Luxury Department Store Barney’s Now Serves Matzo Ball Soup

Oh, Barney’s, that venerated respite of window shoppers everywhere. Come to 61st and Madison to rest your eyes on a $40,000 Birkin bag wrapped in lush green alligator skin, to drool over a pair of gravity-defying strappy Christian Louboutin heels not made for human feet to walk in, to admire the grace of a pair of $12,000 Versace sunglasses, black and resplendent with glamour.

And — to eat some kishke.

If you’ve ever been to Barney’s, you’ve heard of Fred’s. Fred’s is a mainstay of Barney’s: The casually elegant bistro that serves robiola with truffle oil and Estelle’s chicken soup (“Grandma’s recipe to cure colds and stay thin,” as per their menu) is now getting into the Friday night game.

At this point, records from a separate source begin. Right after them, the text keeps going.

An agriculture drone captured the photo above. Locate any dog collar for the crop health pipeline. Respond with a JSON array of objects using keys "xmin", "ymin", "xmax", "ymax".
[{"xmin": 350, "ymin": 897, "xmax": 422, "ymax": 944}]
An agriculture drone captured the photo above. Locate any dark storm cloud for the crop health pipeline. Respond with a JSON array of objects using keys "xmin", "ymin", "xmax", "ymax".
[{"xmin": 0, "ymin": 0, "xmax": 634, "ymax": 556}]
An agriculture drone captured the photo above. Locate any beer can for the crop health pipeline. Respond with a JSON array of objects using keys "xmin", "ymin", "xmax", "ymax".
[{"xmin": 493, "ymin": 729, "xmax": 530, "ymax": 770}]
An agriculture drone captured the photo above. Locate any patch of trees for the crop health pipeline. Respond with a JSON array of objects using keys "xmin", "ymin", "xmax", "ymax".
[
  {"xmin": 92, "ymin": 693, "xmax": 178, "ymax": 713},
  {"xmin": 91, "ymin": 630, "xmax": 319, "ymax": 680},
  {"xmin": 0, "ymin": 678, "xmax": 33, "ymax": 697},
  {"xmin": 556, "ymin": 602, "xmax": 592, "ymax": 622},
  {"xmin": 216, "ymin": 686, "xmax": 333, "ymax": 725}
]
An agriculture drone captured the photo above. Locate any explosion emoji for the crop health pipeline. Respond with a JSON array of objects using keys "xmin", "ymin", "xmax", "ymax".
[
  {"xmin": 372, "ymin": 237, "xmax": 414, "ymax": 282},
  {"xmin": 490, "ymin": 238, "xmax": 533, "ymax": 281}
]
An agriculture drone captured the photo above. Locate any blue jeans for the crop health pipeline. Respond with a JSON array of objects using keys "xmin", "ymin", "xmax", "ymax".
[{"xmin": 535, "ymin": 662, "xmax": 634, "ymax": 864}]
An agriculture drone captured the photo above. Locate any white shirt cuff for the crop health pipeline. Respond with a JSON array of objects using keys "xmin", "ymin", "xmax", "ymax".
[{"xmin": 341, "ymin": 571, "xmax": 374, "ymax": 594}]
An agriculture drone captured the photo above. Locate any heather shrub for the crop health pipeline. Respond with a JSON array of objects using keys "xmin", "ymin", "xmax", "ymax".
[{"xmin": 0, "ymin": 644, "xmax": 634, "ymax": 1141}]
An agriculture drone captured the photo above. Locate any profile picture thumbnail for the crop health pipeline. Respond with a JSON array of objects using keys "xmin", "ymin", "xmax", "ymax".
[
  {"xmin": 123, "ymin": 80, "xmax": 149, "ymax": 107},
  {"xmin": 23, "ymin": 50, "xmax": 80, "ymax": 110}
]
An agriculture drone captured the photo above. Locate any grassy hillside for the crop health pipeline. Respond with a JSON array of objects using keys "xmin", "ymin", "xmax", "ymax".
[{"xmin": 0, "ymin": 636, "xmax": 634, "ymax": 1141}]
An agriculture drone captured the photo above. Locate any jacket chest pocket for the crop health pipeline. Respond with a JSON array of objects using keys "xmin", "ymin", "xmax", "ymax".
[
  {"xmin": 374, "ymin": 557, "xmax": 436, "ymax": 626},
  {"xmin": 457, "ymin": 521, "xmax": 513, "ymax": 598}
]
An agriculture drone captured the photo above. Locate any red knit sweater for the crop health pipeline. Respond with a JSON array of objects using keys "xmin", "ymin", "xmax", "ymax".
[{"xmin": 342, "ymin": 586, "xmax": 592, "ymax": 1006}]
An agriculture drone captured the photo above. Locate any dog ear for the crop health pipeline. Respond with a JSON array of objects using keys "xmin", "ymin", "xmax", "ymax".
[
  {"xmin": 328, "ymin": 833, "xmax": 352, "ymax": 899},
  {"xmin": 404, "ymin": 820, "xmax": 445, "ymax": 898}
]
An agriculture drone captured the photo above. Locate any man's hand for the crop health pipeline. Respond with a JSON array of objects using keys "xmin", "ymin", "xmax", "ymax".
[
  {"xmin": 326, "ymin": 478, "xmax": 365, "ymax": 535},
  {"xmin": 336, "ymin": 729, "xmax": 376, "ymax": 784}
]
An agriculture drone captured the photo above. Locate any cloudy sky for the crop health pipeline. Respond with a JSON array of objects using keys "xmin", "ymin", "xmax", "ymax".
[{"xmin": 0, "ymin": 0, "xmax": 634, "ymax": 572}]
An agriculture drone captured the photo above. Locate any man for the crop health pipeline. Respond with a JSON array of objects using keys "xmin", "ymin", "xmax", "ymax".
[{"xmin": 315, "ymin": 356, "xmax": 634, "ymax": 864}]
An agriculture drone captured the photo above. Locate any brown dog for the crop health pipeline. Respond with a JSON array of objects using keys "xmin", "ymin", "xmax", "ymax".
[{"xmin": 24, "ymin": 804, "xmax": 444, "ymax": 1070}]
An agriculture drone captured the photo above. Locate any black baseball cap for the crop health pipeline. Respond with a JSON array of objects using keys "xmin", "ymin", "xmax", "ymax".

From 5 pm to 9pm on Friday, from stuffed cabbage to flanken, from chicken soup with matzo balls to potato latkes with applesauce, the dream of American Jewry is alive and well at Barney’s. We’ve successfully assimilated into the American upper crust, if they’re willing to accommodate our cravings for shtetl fare, now priced for the Barney’s crowd.

Chef Mark Straussman calls it “…a service for my customers. I’m here to care for them. ”

And of course, like everything else in the hallowed streets of NYC, there’s a secret Jewish history there: ‘Fred’s’ got its moniker after (the Jewish) Fred Pressman, the man who took the store from half-off robes to haute couture.

As per his New York Times obituary, “Fred Pressman slowly transformed the store from a salty discount house that sold roast beef sandwiches in its pub to a purveyor of Italian designers with a cafe serving Perrier and light salads. He began to discard the types of suits that his father was prone to unearthing at auctions and bankruptcy sales, peppering the racks instead with then-obscure and top-name designers both, but continued to offer touches like free alterations that gave Barneys its reputation.”

If you head over to Fred’s for an afternoon apertif, inside the pages of your menu, you’ll find a card which declares:

Fred’s Knows Good Taste

Join Us For Shabbat Dinner

Friday 5pm – 9 pm

Challah! Babka! Hand grated horseradish! Shop with the 1% and then reward yourself by feasting on an old world, old school deluxe Shabbat dinner. It isn’t your grandmother’s cooking, but then this isn’t your grandmother’s shtetl market either.